Schnepfen waren wegen ihrer geringen Größe als Jagdbeute nicht sonderlich
begehrt, aber nur ein Könner durfte hoffen, sie im Flug zu treffen.
    Er hatte
ihnen die Köpfe abgeschossen.
    Langsam wanderte ihr Blick von
den Stiefeln an dem großen Körper nach oben zum Gesicht. Er lächelte. Sein
Lächeln war wie ein Wetterleuchten – ein plötzliches Zucken.
    »Wenn Sie
die Vögel mitnehmen würden, dann wären ich und auch einige meiner kleinen
Freunde Ihnen sehr dankbar«, sagte er in seiner rauhen Stimme, die fast wie ein
Knurren, fast wie ein Flüstern klang.
    »Wie
bitte?«
    Emma blickte von ihren
Seidenhandschuhen auf die toten Vögel und dann wieder auf ihn. Aber er
entfernte sich bereits und ging über den nassen Sand zurück zum Wald, aus dem
er gekommen war.
    Sie packte
die beiden Schnepfen mit einer Hand an den Beinen. Mit der anderen hob sie den
Saum ihres zitronengelben Organdykleids, verließ den Holzsteg und folgte ihm.
Erst als sie sehr viel später an diesen Augenblick zurückdachte, fragte sie
sich, woher sie diesen tollkühnen, ungewöhnlichen Mut genommen hatte.
    Sie
folgten einer alten, zerfallenen Mauer, die durch den Wald führte. Riesige
Eichen spendeten lichtdurchbrochenen Schatten. Ihre Schuhe versanken im weichen
grauen Moos.
    Sie erreichten einen Bach, der
unter einem Teppich üppig wuchernder Mantelblumen beinahe verschwand. Er
stapfte geradewegs durch das Wasser.
    »Warten Sie!« rief Emma ihm
nach, aber er verlangsamte nicht einmal seinen Schritt oder sah sich nach ihr
um.
    Sie hob den Rocksaum noch höher
und setzte die Füße ins Wasser, das eiskalt durch die Lederschuhe drang.
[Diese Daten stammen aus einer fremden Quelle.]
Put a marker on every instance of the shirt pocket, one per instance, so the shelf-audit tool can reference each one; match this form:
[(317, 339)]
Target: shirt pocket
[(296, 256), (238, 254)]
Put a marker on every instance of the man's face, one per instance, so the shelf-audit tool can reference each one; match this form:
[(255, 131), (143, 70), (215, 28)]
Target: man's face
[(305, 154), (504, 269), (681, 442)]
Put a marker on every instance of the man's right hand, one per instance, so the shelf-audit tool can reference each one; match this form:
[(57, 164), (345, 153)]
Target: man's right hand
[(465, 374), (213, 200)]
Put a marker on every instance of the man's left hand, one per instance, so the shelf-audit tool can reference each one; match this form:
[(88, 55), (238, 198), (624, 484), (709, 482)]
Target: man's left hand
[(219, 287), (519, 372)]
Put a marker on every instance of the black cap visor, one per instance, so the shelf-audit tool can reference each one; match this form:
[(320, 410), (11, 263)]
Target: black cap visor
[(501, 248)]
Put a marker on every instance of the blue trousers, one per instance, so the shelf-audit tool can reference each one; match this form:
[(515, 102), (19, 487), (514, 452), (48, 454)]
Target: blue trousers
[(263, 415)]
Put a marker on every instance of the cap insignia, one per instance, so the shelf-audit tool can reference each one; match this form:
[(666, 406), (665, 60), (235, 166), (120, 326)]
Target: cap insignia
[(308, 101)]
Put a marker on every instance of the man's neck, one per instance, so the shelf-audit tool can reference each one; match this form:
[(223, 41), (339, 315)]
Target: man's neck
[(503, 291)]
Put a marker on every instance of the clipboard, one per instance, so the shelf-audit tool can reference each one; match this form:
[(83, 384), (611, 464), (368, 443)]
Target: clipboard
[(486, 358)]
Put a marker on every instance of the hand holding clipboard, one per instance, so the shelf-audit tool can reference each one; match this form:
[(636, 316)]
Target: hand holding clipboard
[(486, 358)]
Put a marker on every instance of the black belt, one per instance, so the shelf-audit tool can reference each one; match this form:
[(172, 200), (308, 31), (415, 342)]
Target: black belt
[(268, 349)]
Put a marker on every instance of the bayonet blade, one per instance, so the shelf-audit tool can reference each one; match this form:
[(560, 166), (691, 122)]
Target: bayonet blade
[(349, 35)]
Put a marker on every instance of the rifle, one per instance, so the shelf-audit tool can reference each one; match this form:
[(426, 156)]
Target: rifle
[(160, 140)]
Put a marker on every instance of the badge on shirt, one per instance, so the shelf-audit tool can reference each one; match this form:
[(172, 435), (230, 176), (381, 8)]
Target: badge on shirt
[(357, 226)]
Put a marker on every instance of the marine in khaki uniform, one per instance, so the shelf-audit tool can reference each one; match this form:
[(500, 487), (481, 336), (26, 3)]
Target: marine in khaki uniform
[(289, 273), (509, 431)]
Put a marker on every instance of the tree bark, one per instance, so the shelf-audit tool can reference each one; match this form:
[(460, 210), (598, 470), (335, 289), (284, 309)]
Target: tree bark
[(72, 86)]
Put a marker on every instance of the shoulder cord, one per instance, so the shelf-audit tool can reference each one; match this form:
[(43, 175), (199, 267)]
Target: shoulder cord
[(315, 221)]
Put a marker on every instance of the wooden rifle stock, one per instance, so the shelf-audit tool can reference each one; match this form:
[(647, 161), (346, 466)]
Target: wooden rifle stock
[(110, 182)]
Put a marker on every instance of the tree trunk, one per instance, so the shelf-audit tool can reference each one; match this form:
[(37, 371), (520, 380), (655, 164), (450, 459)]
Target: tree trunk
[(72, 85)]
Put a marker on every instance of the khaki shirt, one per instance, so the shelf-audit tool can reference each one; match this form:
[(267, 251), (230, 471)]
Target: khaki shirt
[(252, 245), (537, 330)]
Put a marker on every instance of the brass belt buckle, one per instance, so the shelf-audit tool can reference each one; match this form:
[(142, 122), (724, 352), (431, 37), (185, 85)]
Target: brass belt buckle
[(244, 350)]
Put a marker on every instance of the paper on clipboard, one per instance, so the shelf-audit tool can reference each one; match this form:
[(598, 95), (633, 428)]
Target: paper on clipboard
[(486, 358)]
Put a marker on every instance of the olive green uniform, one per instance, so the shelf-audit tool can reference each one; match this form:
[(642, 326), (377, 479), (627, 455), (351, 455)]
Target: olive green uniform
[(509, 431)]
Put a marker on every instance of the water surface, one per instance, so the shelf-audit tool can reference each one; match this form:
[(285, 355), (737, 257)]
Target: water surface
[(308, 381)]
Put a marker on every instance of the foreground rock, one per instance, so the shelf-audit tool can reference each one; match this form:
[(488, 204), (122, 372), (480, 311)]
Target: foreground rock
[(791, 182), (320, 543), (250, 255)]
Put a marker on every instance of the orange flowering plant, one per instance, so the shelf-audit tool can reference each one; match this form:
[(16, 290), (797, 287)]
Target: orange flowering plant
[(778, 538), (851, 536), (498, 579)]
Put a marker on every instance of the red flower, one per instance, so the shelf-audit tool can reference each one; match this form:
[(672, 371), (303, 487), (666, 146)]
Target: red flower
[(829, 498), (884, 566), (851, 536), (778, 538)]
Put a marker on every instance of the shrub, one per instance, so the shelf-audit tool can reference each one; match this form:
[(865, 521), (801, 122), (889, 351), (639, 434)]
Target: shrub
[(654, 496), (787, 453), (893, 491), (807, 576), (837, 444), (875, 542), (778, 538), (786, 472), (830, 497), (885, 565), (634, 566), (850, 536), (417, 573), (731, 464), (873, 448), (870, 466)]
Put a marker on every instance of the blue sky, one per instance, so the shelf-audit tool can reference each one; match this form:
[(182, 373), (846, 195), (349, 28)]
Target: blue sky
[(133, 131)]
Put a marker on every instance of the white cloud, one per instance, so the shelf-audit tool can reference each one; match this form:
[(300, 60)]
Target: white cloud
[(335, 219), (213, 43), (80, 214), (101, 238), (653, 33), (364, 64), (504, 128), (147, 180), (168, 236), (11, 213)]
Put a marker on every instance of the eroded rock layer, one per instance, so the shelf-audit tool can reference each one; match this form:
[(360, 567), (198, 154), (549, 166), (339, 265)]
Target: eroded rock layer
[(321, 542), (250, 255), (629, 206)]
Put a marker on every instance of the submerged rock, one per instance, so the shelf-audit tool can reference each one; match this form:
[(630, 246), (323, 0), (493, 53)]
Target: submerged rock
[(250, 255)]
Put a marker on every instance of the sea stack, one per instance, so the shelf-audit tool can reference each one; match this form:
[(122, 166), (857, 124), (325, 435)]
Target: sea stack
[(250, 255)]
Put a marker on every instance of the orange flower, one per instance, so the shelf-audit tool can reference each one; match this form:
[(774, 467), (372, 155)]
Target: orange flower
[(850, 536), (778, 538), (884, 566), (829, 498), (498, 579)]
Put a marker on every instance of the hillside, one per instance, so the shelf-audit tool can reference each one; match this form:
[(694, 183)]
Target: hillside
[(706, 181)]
Sie
waren bislang noch weiß gewesen, aber jetzt schlammig braun.
    »Das ist
Wahnsinn«, sagte sie laut. »Sie sind verrückt!« rief sie ihm nach. Aber er ging
unbekümmert mit großen Schritten weiter. »Ich folge einem verrückten Iren, der
Vögeln die Köpfe abschießt, und ich weiß nicht einmal, wohin. Ich kenne nicht
einmal seinen Namen.«
    Ein
Gentleman, der einer Dame vorgestellt wurde, durfte ihr nicht die Hand zur
Begrüßung reichen, sondern mußte sich vor ihr verbeugen. Der Ire hatte sich
nicht verbeugt, er hatte sie ohne ihre Erlaubnis am Fußknöchel berührt und
spöttische Bemerkungen gemacht. Er war kein Gentleman, und er war ihr auch
nicht vorgestellt worden. Emma fand es jetzt fast schon beruhigend, daß sie
seinen Namen nicht kannte. Es verlieh ihr eine gewisse Sicherheit, daß er für sie
nach wie vor ein Namenloser, ein Niemand war.
    Er blieb am
Rande einer kleinen Lichtung stehen, wo eine hohe Kiefer ihre Wurzeln um einen
Felsbrocken geschlungen hatte. Er drehte sich um und legte den Finger an die
Lippen. Dann nahm er die Gewehre von der Schulter und kauerte sich hinter dem
Felsen auf die Erde. Mit einer stummen Geste bedeutete er ihr, seinem Beispiel
zu folgen.
    In dem Organdykleid, das nicht
mehr so duftig war wie am Morgen, aber noch immer wie Papier raschelte, kniete
sie sich neben ihn. »Leise ...«, flüsterte er.